Major changes to the 2021 NFL Scouting Combine are expected amid the ongoing COVID-19 pandemic.

According to a report by Sports Illustrated’s Albert Breer, plans of hosting the combine as traditionally constructed are “dead” following a conference call between league officials Friday. It is becoming increasingly likely that the medical and performance-based portions of the event will be held separately.

A number of alternatives are being considered, including regionalized medical checks, standardized pro days and interviews conducting via Zoom.

With regards to the regional medicals, the NFL could set up shop and administer the examinations at hospital in states where a large number of players are conducting their workouts and preparation, such as Arizona, California, Florida and Texas.

The intent would be to limit travel for players, where as the team physicians conducting the examinations would likely have already received their vaccinations.

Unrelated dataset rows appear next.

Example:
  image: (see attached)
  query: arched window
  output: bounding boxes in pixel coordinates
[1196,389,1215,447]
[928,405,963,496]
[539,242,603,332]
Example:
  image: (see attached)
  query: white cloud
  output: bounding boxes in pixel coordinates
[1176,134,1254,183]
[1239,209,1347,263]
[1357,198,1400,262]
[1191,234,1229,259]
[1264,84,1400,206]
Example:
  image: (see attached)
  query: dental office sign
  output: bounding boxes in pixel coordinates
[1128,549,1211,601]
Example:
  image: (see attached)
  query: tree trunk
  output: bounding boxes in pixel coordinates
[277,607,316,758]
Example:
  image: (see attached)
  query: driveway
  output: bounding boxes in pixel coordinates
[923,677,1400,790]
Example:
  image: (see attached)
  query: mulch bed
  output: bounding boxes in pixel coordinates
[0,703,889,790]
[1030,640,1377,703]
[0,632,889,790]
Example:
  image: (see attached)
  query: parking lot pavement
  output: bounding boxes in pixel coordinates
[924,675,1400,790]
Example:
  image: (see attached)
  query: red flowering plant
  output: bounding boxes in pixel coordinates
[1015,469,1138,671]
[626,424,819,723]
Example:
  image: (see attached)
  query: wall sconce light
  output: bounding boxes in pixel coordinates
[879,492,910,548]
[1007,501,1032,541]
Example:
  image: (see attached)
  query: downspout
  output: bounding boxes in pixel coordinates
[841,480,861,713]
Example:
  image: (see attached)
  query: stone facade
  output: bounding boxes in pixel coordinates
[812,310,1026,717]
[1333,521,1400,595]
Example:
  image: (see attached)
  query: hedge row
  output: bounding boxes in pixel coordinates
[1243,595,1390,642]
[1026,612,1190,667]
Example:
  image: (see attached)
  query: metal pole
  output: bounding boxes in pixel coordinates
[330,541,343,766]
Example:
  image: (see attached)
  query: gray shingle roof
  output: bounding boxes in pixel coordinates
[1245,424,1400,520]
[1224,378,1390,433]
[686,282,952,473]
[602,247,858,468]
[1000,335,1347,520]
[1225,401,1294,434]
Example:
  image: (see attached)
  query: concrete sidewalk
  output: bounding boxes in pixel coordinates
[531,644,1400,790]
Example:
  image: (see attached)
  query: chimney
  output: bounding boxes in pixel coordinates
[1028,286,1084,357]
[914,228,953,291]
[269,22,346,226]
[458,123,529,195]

Other aspects of the medical process can be accomplished virtually, such as reviewing injury histories.

As for the pro days, NFL or individual team personnel would put players through drills at their respective schools, but standardize each workout to ensure prospects are going through the same exercises as they would in Indianapolis. Measurements and result would then be distributed league-wide as they normally would be.

League officials will continue to meet over the coming days, according to Breer, but a finalized plan is expected later this coming week.

The NFL has also weighed the option of postponing the combine until April, but still holding it in Indianapolis. While it is on the table, the move would likely requirement the 2021 NFL Draft to be postponed as well.